Last Updated on July 23, 2017 by Audrey Scott
There's nothing like early morning light falling through a stained-glass window…casting designs on a Persian carpet…amidst immaculately tiled pink columns.
This is the winter prayer hall inside the Pink Mosque in Shiraz, Iran.
When we entered the complex of Masjed-e Nasir-ol-Molk (a.k.a. Pink Mosque), we initially figured the intricately tiled exterior for the main attraction. Then we went into the winter prayer hall and realized how wrong we were.
Imagine sitting in the middle of this room with the warmth of stained-glass light around you. A beautiful feeling. A beautiful place.
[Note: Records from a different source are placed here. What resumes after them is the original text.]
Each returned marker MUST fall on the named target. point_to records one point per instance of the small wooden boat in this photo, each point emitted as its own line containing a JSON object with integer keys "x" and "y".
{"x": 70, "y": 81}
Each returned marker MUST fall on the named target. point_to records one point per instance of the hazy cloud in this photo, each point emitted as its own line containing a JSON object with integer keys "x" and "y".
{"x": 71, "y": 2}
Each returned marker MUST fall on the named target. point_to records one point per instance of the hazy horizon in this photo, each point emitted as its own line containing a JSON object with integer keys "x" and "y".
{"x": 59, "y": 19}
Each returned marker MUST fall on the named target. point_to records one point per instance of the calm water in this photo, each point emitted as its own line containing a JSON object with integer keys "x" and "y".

We traveled to Iran on the G Adventures Discover Persia Tour. If you plan to book this or another tour with G Adventures, please consider starting the process by clicking on the ad below. The price stays the same to you and we earn a small commission that helps us to continue sharing stories like this. Thank you!
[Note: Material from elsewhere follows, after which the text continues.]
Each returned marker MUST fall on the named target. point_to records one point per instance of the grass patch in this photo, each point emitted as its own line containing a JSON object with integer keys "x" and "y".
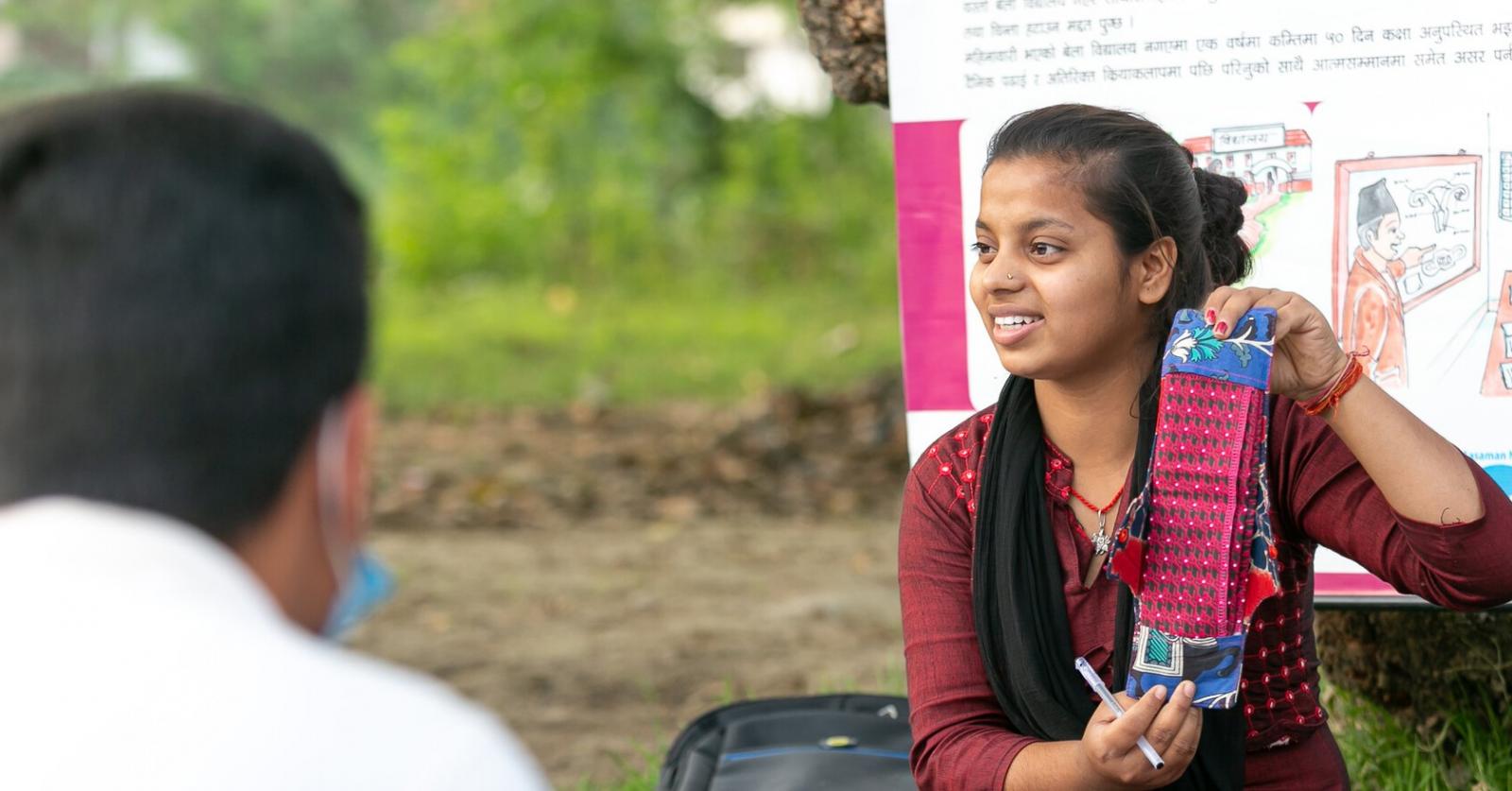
{"x": 1467, "y": 748}
{"x": 489, "y": 344}
{"x": 640, "y": 773}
9 thoughts on “Exploring the Pink Mosque in Shiraz, Iran”
You don`t know how much I ashamed when I saw it!!
I live in Iran and have not seen this beautiful place yet!!what a shame!!
As usual, it is stunning, amazing, beyond superlatives!
Those carpets and the ceiling are amazing!
Wow the art and architecture is amazing, particularly the ceiling.
AMAZING! My favorite so far! The colors and detail are incredible! I never get tired of looking at your panoramas. So cool
Your panoramas are one of those special things that I hope people are sharing.
Very beautiful! So beautiful that I’d find it distracting if I wanted to pray.
B-E-A-utiful. Moreover stained glass always makes me take a step back in awe and marvel at the fact that medieval artists had unknowingly become nanotechnologists.
@Bahare: Hop to it! Shiraz is a beautiful city. Get to the Pink Mosque (and the prayer room) in the early morning!
@Sutapa: As usual, your comments are too kind!
@Mark: The Pink Mosque is a package deal. Seems that way with all the prime bits of Islamic architecture we saw while in Iran.
@Dean: Another vote for the ceiling. Quite honestly, I look back and think it was very difficult to truly capture the color and feeling of the place.
@Adam: Thanks. We, too. I suspect they are.
@Priyank: That’s quite funny, actually. I figured the goal is actually to *focus* you and your thoughts.
@Kiran: Medieval artists (and many more before them) knew and understood more than we often give them credit for. You could say they were ahead of their times.